Related Q (especially its link to inversion): What is the relationship between altitude gain and temperature decrease when mountaineering?
This question is concerning the commonly used rule of thumb that an increase in elevation of 1000 feet will, on average, decrease the temperature by 3.3 to 5 degrees F (3.3 for moist air, 5 for dry). Some sources differ slightly in the exact numbers, but 3.3 and 5 are what I have seen most often.
I have read that local conditions on a mountain can trump this rule of thumb. Trying to understand this better, I found some examples of temperature increasing going up. I am wondering if this is a common occurrence or a rare one.
How closely can we trust this rule of thumb? Said another way: How often does reality deviate sufficiently from this rule of thumb to reduce its usefulness?
My specific example
I camped on Cascade Mountain in the Adirondacks at about 1500 to 2000 feet (460 to 610 meters) higher elevation than nearby Lake Placid. The temperature at Lake Placid was 37 F (3 C). One of the forest preserve stewards told me the next morning that she expected the temperature on the mountain to be below freezing.
This is not a huge elevation difference and perhaps not a great sample, but I am hoping to use it to help understand the conditions I was in and better prepare for future.
The mountain was wet below the tree line, so I would go with the lower change estimate.
Temp difference: 3.3 x 1.5 = 4.95 = approximately 5 F and 3.3 * 2 = 6.6 F, so...
Estimated temp: 37 - 5 = 32 F to 37 - 6.6 = 30.4 F
Estimate: 30 to 32 degrees F at my elevation. 27 to 29 F (about -1 to -3 C) if we use the 5 degrees per 1000 feet estimate.
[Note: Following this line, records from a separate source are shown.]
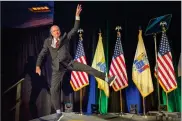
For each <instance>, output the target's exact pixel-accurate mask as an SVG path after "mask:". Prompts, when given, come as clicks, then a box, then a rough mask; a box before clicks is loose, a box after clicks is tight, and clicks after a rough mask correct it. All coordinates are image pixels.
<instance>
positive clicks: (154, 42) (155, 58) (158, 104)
mask: <svg viewBox="0 0 182 121" xmlns="http://www.w3.org/2000/svg"><path fill="white" fill-rule="evenodd" d="M153 37H154V43H155V59H156V78H157V94H158V111H160V104H161V102H160V89H159V80H158V75H157V74H158V64H157V39H156V33H154V34H153Z"/></svg>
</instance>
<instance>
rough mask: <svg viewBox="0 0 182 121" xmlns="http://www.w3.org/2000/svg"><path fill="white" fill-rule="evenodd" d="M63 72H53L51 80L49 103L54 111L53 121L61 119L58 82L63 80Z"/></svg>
mask: <svg viewBox="0 0 182 121" xmlns="http://www.w3.org/2000/svg"><path fill="white" fill-rule="evenodd" d="M64 74H65V71H53V72H52V80H51V89H50V91H51V102H52V104H53V106H54V109H55V110H56V119H55V121H60V120H61V118H62V117H63V114H62V113H61V107H60V82H61V81H62V79H63V76H64Z"/></svg>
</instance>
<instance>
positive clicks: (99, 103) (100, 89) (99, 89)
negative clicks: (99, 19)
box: [98, 29, 107, 115]
mask: <svg viewBox="0 0 182 121" xmlns="http://www.w3.org/2000/svg"><path fill="white" fill-rule="evenodd" d="M99 36H101V29H99ZM106 76H107V73H106ZM99 93H100V94H99V104H100V105H98V115H101V112H100V108H101V95H102V93H101V89H99Z"/></svg>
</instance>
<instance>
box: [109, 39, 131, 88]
mask: <svg viewBox="0 0 182 121" xmlns="http://www.w3.org/2000/svg"><path fill="white" fill-rule="evenodd" d="M114 75H115V76H117V78H116V80H115V81H114V82H113V85H112V87H113V89H114V90H115V91H118V90H120V89H123V88H125V87H127V86H128V78H127V74H126V65H125V59H124V53H123V49H122V44H121V38H120V37H117V40H116V44H115V49H114V55H113V57H112V61H111V65H110V70H109V76H114Z"/></svg>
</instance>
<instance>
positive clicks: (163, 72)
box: [155, 33, 177, 92]
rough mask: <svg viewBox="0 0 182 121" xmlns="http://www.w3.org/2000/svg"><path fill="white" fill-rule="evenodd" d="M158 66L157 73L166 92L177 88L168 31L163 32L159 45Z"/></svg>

Since it did not feel below freezing and I never noticed anything frozen or frosted, am I correct to assume that the rule of thumb was not accurate in our case and that it was not actually at or below freezing? I still am not sure how often the inaccuracies/inversions actually happen and am wondering if I can assume that it was the case in my situation.
In other words: what is the likelihood that the rule of thumb is not accurate? Is the likelihood high enough that we should always take the estimate with a grain (or more) of salt, or is the likelihood low enough that I should trust the estimate more than my gut based on how I feel?